No aviso de suspensão, a Prefeitura não especificou os itens no edital que foram alvo de impugnação. A Administração Municipal apenas informou que a disputa agendada para acontecer na sexta-feira (11) está suspensa para análise das contestações apresentadas e eventual alterações no edital.
O texto não estabeleceu prazo para a retomada do processo licitatório. A Prefeitura apenas comunicou que, assim que for concluída a análise dos questionamentos e a eventual correção do edital, o documento será republicado.

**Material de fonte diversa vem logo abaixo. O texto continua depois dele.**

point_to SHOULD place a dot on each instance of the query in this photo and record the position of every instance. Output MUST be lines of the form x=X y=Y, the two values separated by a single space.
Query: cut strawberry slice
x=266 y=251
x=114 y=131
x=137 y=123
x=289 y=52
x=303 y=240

Esta é a segunda tentativa de contratar nova operadora do tíquete-alimentação. Uma licitação chegou a ser aberta no fim do ano passado e teve 11 empresas na disputa pelo contrato, mas foi revogada antes do resultado final, por causa das mudanças nas regras do vale-alimentação implementadas pelo governo federal.
O edital lançado no mês passado previa um total de 9.323 funcionários, sendo que 6.214 servidores da Prefeitura têm tíquete-alimentação de R$572; já 3.109 servidores, que atingem o grupo da Educação, recebem valor de R$489,50.
Pelo valor orçado na licitação, a Prefeitura poderá desembolsar, aproximadamente, R$5 milhões por mês para pagar o tíquete-alimentação, o que totalizaria quase R$61 milhões anualmente.